At QCon London 2016 Peter Alvaro and Kolton Andrus shared lessons learned from a fruitful collaboration between academia and industry, which ultimately resulted in the creation of a novel method for automating failure injection testing at Netflix. Core learnings included: work backwards from what you know - this can often bound the solution search space, for example, within Netflix it was known that the end-user experience is vital; meet in the middle - defining and working towards shared goals in combination with effective collaboration is essential; and adapt the theory to the reality - as the real world is often ‘messy’.

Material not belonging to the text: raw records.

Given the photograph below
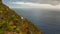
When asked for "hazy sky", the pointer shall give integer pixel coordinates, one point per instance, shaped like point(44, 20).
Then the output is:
point(33, 3)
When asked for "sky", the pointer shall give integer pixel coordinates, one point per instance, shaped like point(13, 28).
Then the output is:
point(46, 4)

Alvaro, assistant professor at Santa Cruz, and Andrus, founder of Gremlin Inc and ex-Netflix ‘chaos’ engineer, began the talk by stating that the goals of academia and industry are often different, which can make successful collaboration a challenge. Alvaro, the self-described ‘professor’, stated that he enjoys modelling problems and prototyping solutions. Success within academia is typically defined by a high citation impact h-index, successful grant applications, and university department ranking. Andrus, the ‘practitioner’, discussed that he enjoys proactively finding operational issues and productionising solutions. Success within an industry context is often defined as system availability, a small number of failure incidents, and reduced operational burden.

Potential for the collaboration arose during 2014, when Andrus was responsible for implementing ‘failure as a service’ within Netflix, which built upon the well-documented ‘chaos engineering’ work. There are two key concepts for failure testing in production: failure scope and injection points. Bounding the potential impact of a failure test is referred to as the ‘failure scope’. The scope can be an individual user, an individual device, or a percentage of the total user base. ‘Injection points’ are key inflexion points within the system where failure is known to happen, e.g. remote procedure call (RPC) boundaries, caching layers and the persistence tier.

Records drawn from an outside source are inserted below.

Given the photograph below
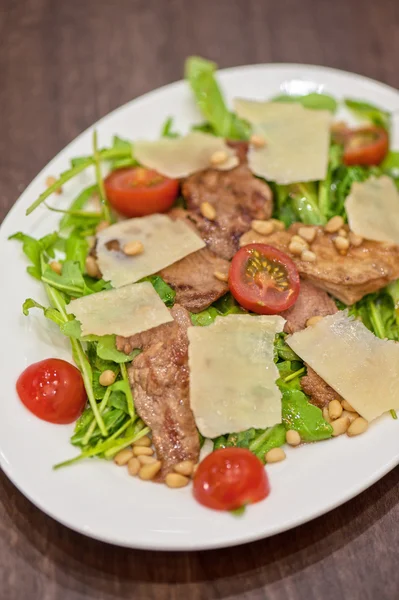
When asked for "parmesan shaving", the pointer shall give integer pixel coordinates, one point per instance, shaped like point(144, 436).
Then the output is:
point(360, 367)
point(164, 242)
point(126, 311)
point(233, 374)
point(183, 156)
point(297, 140)
point(373, 209)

The ultimate goal of failure testing is for genuine production failures to not trigger outages, and for the system to gracefully degrade without the need to page engineers. Andrus demonstrated the type of conversations that occur when this is implemented correctly.

One of the best feelings is when you come in to the office and you chat to a co-worker, and they say ‘Hey, do you know that service X fell over last night?’, and you get to say ‘No - were you paged?’, ‘No, were you?’, ‘No.’

I love talking about outages, after the fact, in business hours, instead of in the middle of the night

Traditionally within Netflix the process of failure testing has been manually implemented. Andrus would meet with service teams, discuss what could go wrong and determine failure scenarios, and manually implement and execute corresponding failure tests. Believing there was a better way, Andrus searched on the Internet and discovered a recording of Alvaro’s RICON talk, ‘Lineage-driven fault injection’ and the associated paper, which he believed could potentially be used to build automated failure testing in a safe way that didn’t require manually exercising failures.

Andrus and Alvaro traded ideas over lunch, and were determined to push the state-of-the-art forward within the domain of failure testing. Common ground was established based on the concept of ‘freedom and responsibility’, a theme that is embraced by both Netflix and academia. Key shared goals were 1) prove that models of reality actually work in reality, 2) show that is scales and 3) find real bugs. Accordingly, they decided to work closely over the summer months, and Alvaro joined the Netflix team on-site as a contractor.

The initial questions that were asked included “how big is the space of possible failures within a typical microservice architecture?” and “how many combination of failures are there in that space?” Alvaro commented that with a quick ‘back of the envelope’ calculation on a microservice system computation involving 100 services, the search space would be 2100 executions. This is how many failure test experiments would be required to exhaustively search for bugs, and running these tests takes a non-trivial amount of time. If the depth of the search was constrained to bugs involving just a single failure then only 100 executions would be required. However, if the number of simultaneous failures was expanded to 4, then the search space is 3 million. Expand the number of failures to 7, and the search space is 16 billion.

Fault tolerance from some sort of abstract academic level is really just redundancy.

A system that is fault tolerance must provide more ways of getting to some good outcome than we anticipate there will be failures.

An easy to automate approach is to conduct a random search (essentially “throwing darts at the search space”), but this would take too long. An alternative approach would be to implement an engineer-guided search, using domain-expertise and intuition to identify potential weaknesses of a service. The problem with this approach is that it is not automatable - it scales only with people.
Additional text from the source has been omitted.